Institute of African American Affairs
“Migration, Modernity and
the Caribbean Imagination”
Date: Monday, February 29th, 2016
Location: Global Center for Academic and Spiritual Life
New York University, Grand Hall, 5th floor
238 Thompson Street (between West 3rd Street
and Washington Square South)
New York, NY 10012
Caryl Phillips was born in St.Kitts, West Indies, and brought up in England. He is the author of numerous books of non-fiction and fiction. Dancing in the Dark won the 2006 PEN Open Book Award, and A Distant Shore won the 2004 Commonwealth Writers Prize. His other awards include the Martin Luther King Memorial Prize, a Lannan Literary Award, a Guggenheim Fellowship, and the James Tait Black Memorial Prize for Crossing the River, which was also short-listed for the Booker Prize. He has written extensively for the stage, television, and film, and is a regular contributor to newspapers and magazines on both sides of the Atlantic. He is a fellow of the Royal Society of Literature, and holds honorary doctorates from a number of universities. He has taught at universities in Singapore, Ghana, Sweden and Barbados and is currently Professor of English at Yale University. His latest novel, The Lost Child, was published in 2015.
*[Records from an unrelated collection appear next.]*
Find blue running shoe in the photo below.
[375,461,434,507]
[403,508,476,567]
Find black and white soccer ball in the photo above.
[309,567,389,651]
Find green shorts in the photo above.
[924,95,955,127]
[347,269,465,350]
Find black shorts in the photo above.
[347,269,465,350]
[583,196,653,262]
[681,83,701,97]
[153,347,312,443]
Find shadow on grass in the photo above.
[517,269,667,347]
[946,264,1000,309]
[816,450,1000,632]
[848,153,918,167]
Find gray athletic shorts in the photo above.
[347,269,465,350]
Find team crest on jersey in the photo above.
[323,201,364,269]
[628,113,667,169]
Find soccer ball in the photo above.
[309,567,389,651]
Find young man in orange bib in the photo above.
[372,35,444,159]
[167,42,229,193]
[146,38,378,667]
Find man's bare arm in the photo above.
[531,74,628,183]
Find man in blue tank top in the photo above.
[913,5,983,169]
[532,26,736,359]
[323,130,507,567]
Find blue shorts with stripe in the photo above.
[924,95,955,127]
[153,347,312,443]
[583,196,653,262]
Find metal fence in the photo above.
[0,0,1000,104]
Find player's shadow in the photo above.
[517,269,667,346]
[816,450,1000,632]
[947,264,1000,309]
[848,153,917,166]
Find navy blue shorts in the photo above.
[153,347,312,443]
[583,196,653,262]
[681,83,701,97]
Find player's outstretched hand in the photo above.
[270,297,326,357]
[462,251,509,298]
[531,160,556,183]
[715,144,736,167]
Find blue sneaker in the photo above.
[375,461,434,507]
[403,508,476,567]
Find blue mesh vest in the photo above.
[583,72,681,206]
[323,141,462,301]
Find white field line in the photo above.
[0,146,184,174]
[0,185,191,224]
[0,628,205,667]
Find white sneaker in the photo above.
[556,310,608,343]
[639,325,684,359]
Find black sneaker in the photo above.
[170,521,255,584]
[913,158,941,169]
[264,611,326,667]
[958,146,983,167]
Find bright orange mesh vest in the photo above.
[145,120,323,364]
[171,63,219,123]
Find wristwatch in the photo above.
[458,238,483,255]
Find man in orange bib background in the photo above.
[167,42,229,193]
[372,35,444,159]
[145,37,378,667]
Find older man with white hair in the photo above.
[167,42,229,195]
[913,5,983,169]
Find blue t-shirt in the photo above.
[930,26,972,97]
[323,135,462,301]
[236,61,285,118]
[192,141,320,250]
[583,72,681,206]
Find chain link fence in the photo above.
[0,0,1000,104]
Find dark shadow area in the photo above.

J. Michael Dash is Professor of French at New York University and has worked extensively on Haitian and French Caribbean writers, especially Edouard Glissant, whose works, The Ripening (1985), Caribbean Discourse (1989) and Monsieur Toussaint (2005) he has translated into English. His publications include Literature and Ideology in Haiti (1981), Haiti and the United States (1988), Edouard Glissant (1995), The Other America: Caribbean Literature in a New World Context (1998). His most recent books are, Libeté: A Haiti Anthology (1999) with Charles Arthur and Culture and Customs of Haiti (2001).